I had the honour of recruiting her services when I first met her at a Vancouver meeting. One of the things she did was to set up a mobile polling station at Riverview with me and we went from ward to ward to allow the patients to vote. It had never been done before and the staff were very helpful. She would study something to be done and then say, “What are we waiting for?”
She was exceptional at analyzing problems and solving them to the benefit of our organization and our family members. She was great contributor to the Norma Calder Foundation and later to the BCSS Foundation. We will miss her dearly.”
– Lucy Waters, Past President, B.C. Schizophrenia Society
“Our sincerest condolences to Peter and the entire Cook family on the sudden passing of Caroline. We are deeply saddened upon hearing this news.
Caroline has been a very good friend to our family. She was our first main contact when we sought out ways to contribute to schizophrenia research.

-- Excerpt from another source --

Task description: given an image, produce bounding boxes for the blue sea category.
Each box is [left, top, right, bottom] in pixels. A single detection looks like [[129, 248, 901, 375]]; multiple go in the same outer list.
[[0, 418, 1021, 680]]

I enjoyed working alongside Caroline and I enjoyed the many conversations we had. Caroline never minced words and was always direct with her impact full words. I will miss her charm and sincerity.
Caroline is a unique caring person that will be greatly missed by so many people. Her importance is without measure.”
– Richard and Trinie Gee
“When first meeting Caroline in the 1980s I hugely appreciated the fact that she did not mince her words; she told her truth in her own way, and that way was inspiring. But underneath that force with the twinkle and the gifted listening ear, one could easily discern her own courage, heartbreak and empathy. I have not seen Caroline for many years, but remain grateful to her for carrying B.C.S.S. forward in many important ways.”